Avengers: Endgame and The Flash’s time travel are largely similar, but have one major difference. Simply explained, changing the past in Endgame would only create a new branched timeline with a new future. Meanwhile, the history before the alteration would remain intact. Hence a "branch timeline" emerges from the same timeline.

However, if you change the past in The Flash, then along with a new future, an entirely new history will also be created before that alteration in time. Hence, a fulcrum will come into effect, causing a brand new timeline to be added to the Multiverse.


Time travel in other movies

Time Travel in Harry Potter (Image via Warner Bros.)
Time Travel in Harry Potter (Image via Warner Bros.)

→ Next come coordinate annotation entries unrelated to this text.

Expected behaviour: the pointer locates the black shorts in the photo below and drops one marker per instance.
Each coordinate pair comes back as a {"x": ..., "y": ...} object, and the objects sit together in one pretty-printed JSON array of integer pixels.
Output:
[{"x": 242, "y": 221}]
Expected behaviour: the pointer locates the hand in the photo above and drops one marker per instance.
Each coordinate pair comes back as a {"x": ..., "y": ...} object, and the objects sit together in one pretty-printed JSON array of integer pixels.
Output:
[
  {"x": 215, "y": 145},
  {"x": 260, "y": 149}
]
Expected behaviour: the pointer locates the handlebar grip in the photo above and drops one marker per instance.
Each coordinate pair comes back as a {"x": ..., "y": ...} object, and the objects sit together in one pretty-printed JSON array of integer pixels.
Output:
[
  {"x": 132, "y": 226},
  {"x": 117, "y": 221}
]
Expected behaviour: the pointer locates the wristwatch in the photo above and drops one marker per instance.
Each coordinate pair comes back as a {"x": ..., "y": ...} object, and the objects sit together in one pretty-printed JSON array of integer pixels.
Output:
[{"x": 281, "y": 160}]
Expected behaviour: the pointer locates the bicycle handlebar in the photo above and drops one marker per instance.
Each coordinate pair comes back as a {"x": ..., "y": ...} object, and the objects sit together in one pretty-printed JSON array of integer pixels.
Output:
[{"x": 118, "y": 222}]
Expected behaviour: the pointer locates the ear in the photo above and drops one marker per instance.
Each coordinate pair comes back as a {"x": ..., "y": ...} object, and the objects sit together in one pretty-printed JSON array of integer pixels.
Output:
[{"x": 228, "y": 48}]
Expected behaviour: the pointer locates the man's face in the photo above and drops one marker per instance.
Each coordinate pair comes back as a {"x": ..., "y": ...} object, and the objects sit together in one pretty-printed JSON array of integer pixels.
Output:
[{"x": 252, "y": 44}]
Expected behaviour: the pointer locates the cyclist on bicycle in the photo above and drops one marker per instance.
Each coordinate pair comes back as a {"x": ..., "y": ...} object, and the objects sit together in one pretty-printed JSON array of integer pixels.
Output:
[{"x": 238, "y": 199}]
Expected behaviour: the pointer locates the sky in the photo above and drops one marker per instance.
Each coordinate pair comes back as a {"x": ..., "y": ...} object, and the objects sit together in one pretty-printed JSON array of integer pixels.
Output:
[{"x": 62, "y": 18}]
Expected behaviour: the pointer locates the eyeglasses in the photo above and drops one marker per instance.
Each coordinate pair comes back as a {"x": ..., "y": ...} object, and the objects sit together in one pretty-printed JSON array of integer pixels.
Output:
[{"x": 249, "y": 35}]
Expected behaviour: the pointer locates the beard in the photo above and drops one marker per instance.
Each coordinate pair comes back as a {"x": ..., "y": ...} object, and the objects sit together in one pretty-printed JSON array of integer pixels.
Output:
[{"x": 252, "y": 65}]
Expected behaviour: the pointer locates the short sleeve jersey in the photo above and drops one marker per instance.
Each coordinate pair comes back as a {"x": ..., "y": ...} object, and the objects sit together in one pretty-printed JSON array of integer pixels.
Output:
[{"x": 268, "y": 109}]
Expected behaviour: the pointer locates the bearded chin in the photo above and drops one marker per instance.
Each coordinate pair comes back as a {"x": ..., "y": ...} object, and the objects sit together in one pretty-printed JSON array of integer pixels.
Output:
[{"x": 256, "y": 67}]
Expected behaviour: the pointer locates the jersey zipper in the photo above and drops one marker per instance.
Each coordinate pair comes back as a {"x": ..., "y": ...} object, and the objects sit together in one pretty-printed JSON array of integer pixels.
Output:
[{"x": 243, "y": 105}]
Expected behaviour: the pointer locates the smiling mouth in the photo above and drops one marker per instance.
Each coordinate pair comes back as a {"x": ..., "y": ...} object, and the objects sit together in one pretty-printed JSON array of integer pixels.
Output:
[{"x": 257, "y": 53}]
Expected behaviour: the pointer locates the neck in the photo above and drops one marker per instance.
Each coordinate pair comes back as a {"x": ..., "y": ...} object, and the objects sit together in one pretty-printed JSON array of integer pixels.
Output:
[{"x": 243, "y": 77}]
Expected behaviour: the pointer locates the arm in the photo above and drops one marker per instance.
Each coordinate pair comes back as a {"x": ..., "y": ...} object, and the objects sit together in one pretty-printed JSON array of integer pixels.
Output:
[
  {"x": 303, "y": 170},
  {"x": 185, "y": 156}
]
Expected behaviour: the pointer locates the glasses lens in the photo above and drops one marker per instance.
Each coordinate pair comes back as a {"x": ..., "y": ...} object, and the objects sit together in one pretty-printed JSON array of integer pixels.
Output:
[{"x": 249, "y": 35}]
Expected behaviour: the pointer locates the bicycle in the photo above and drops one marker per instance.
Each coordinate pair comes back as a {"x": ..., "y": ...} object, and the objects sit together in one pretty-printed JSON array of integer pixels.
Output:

The first time travel model that most movies use is the simple “this always happened” model. It featured in Harry Potter and the Prisoner of Azkaban, where the events of the past are caused by time travel from the future.

Harry went back to the past to change certain events that ultimately led to the circumstances in the present-day. The technical term for this is the Ontological paradox model that Barry talked about in The Flash as well. In it, time is tied in a loop.

The second model is where changing the past causes changes to the future, but does not create a new timeline. This was sort of followed in Back to the Future, where Marty McFly went to the past. His actions in the past era of the timeline almost caused his future self to be wiped out of existence.

Back to the Future (Image via Amblin Entertainment)
Back to the Future (Image via Amblin Entertainment)

It is the “Grandfather Paradox” where, if you go back in time and kill someone’s younger versions or their parents, then their future versions would cease to exist. Even the Terminator franchise used this model. In it, the changes in the timeline caused by altering the events of the past are variable.

The timeline alteration could be minor or major depending on what you have changed in the past, but rest assured, this won’t create a new timeline.

Meanwhile, the third model is the "Branch Theory." It was majorly used by Avengers: Endgame, where the Hulk explained that changing the past does not change the future. Instead, a new branched timeline gets created and added to the multiverse. But The Flash took a dig at this while introducing the aforementioned fourth time travel theory.